To the former, metrics for urgency, such as the P-CATS, do not capture the more fine-grained clinical dimensions of resource allocation and prioritization because they do not provide guidance for allocating between competing levels of urgency between different surgical subdivisions, and they do not provide guidance for prioritizing among cases that are medically similar, or equally ‘urgent’ within the same division. To the latter, focusing on urgency as the beginning and end of relevant considerations when prioritizing surgery obfuscates the costs to ‘elective’ patients who sit on the waitlist in perpetuity. While the patients in these cases are not at imminent risk of losing life or limb, ‘elective’ does not mean surgery is optional, and the quality-of-life costs to these patients and their families are significant.

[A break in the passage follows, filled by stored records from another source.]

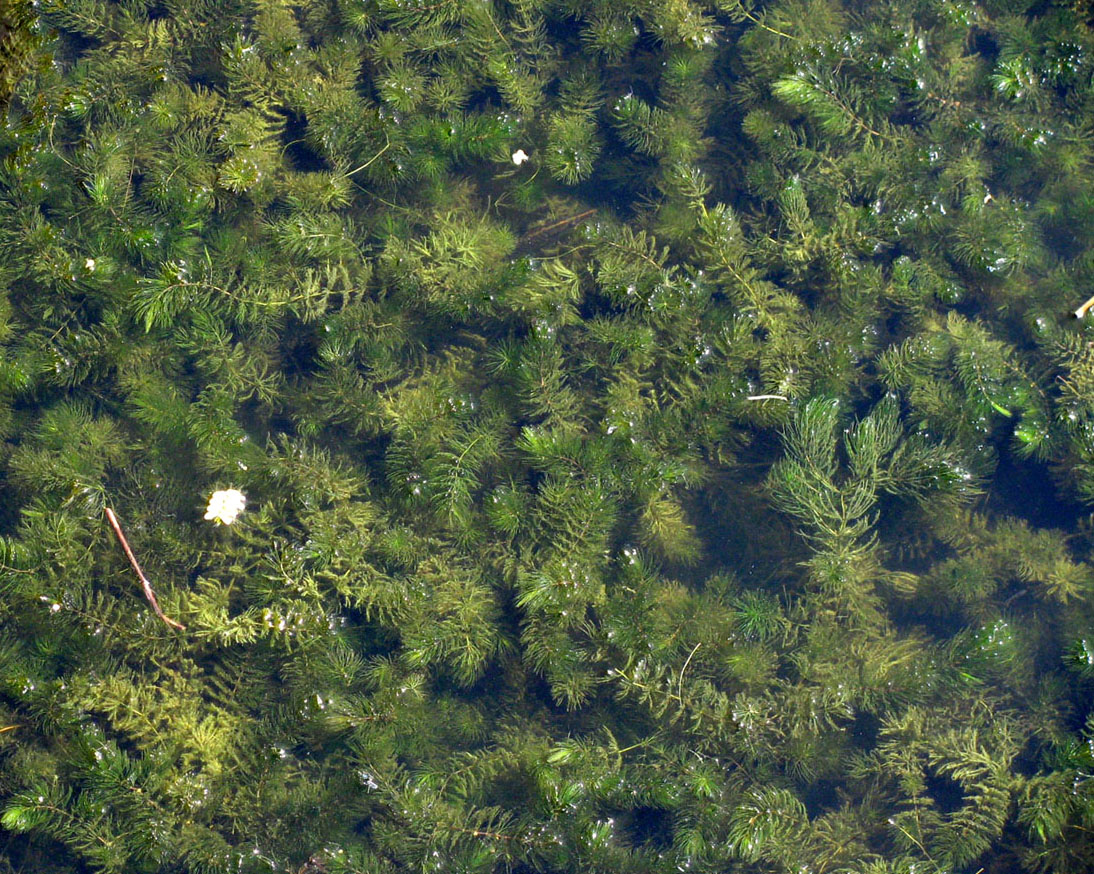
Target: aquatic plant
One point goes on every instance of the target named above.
(706, 489)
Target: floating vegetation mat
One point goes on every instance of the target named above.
(502, 437)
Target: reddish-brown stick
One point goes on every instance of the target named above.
(143, 580)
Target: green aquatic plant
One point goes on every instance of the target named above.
(664, 440)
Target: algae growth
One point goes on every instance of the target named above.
(631, 437)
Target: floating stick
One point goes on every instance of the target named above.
(143, 580)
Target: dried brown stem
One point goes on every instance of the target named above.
(143, 580)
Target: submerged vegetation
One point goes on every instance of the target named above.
(709, 491)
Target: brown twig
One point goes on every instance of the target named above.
(143, 580)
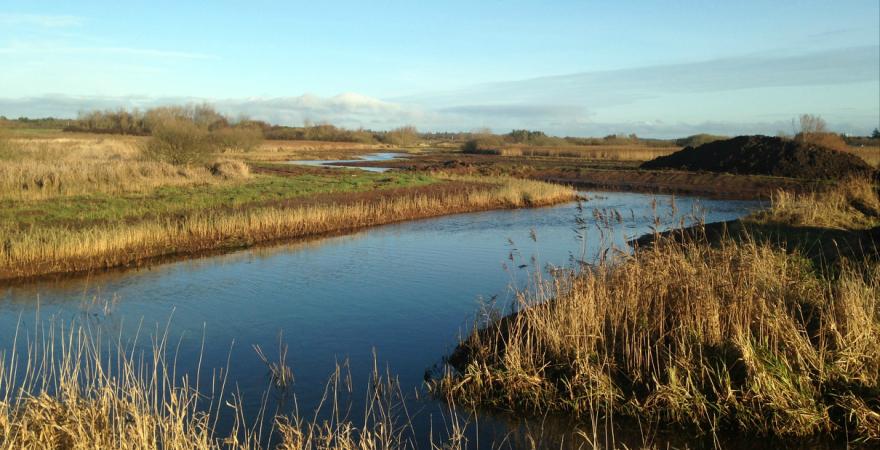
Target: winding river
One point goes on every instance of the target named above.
(402, 292)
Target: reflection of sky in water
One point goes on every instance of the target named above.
(405, 290)
(340, 163)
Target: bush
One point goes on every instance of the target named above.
(245, 138)
(179, 141)
(487, 143)
(402, 136)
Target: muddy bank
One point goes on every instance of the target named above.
(764, 155)
(608, 175)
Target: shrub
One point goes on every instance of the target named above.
(487, 143)
(403, 136)
(181, 142)
(242, 137)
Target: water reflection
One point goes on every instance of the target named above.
(406, 291)
(341, 163)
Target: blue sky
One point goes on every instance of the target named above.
(657, 68)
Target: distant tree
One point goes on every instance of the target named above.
(811, 124)
(179, 141)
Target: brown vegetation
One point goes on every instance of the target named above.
(59, 167)
(73, 387)
(739, 335)
(36, 251)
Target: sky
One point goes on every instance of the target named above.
(578, 68)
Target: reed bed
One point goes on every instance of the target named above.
(869, 153)
(35, 169)
(70, 386)
(738, 336)
(741, 337)
(36, 251)
(599, 152)
(851, 204)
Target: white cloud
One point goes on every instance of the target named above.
(754, 94)
(40, 20)
(54, 49)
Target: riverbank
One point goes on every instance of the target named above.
(737, 334)
(607, 174)
(45, 249)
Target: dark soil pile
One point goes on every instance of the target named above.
(764, 155)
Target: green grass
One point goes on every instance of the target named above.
(82, 210)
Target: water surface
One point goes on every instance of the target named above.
(341, 163)
(405, 291)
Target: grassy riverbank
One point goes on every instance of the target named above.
(72, 386)
(44, 249)
(738, 335)
(82, 202)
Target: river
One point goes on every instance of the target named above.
(402, 292)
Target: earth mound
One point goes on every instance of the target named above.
(764, 155)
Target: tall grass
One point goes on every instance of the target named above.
(739, 335)
(604, 152)
(35, 169)
(37, 251)
(851, 204)
(70, 386)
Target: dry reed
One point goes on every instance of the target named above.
(72, 387)
(46, 168)
(36, 251)
(598, 152)
(738, 336)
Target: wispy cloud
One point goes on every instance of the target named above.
(616, 87)
(40, 20)
(53, 49)
(722, 96)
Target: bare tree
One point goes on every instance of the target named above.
(811, 124)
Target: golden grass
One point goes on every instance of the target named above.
(871, 154)
(32, 169)
(851, 204)
(310, 150)
(37, 251)
(738, 336)
(73, 387)
(597, 152)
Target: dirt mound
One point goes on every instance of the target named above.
(764, 155)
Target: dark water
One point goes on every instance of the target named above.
(405, 292)
(340, 163)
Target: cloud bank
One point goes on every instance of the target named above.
(726, 96)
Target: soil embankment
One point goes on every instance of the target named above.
(764, 155)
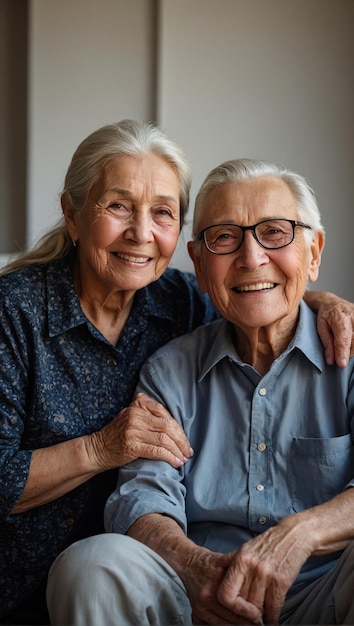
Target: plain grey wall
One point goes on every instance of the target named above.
(260, 78)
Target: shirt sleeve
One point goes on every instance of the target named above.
(14, 379)
(145, 486)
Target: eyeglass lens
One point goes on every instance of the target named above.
(223, 239)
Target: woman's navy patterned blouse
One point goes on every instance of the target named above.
(61, 379)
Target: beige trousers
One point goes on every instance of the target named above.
(112, 580)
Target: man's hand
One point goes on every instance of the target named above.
(335, 325)
(263, 570)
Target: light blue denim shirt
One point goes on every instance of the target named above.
(264, 446)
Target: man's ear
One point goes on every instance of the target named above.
(71, 216)
(194, 253)
(316, 248)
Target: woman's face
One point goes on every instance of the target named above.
(255, 287)
(129, 228)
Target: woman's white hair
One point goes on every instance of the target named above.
(238, 170)
(125, 138)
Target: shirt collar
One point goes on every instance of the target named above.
(306, 340)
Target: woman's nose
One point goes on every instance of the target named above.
(140, 228)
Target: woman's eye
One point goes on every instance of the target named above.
(116, 205)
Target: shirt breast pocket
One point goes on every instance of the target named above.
(320, 469)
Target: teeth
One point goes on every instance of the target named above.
(257, 287)
(133, 259)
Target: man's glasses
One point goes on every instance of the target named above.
(270, 234)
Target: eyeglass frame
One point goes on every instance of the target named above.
(294, 223)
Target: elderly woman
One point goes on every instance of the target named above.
(79, 316)
(259, 523)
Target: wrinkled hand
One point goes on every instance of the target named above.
(263, 570)
(202, 578)
(144, 429)
(335, 324)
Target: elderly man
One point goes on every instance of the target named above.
(258, 524)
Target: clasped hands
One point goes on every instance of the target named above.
(247, 586)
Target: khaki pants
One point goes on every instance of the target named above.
(112, 580)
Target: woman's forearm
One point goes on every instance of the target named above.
(55, 471)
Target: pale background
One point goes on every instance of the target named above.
(227, 78)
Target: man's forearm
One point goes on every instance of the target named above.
(330, 525)
(163, 535)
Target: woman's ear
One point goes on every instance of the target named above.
(194, 253)
(71, 216)
(317, 245)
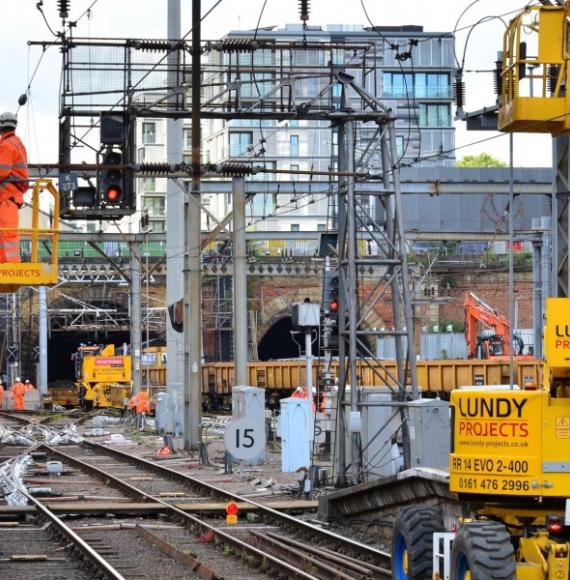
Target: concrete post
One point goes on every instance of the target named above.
(240, 283)
(43, 338)
(135, 308)
(193, 272)
(174, 240)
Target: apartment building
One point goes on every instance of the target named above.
(408, 69)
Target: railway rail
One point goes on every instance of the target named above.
(279, 543)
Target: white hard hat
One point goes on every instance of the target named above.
(8, 120)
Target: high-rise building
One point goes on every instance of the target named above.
(409, 70)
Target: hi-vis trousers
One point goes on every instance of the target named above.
(9, 240)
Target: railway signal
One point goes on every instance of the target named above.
(111, 179)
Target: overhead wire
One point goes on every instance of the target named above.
(411, 111)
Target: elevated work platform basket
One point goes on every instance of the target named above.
(39, 233)
(534, 97)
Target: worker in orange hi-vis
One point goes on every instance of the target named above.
(13, 185)
(18, 392)
(133, 401)
(299, 393)
(143, 403)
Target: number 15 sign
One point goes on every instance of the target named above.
(245, 439)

Importantly, in a context of protracted resource scarcity, urgency seems to become not just the primary factor for prioritization, but the only one. The current context of resource constraint poses a barrier to thinking about prioritization from any lens other than urgency. Urgent cases that enter the system are done soon after, and the same is not true for elective patients. One of the benefits of focusing explicitly on the ethical dimensions of surgical prioritization is that it brings the following reality into sharp focus: until resource constraint is less severe, it is immensely difficult to actually operationalize other ethical values that are considered important in these domains, like equity and beneficence.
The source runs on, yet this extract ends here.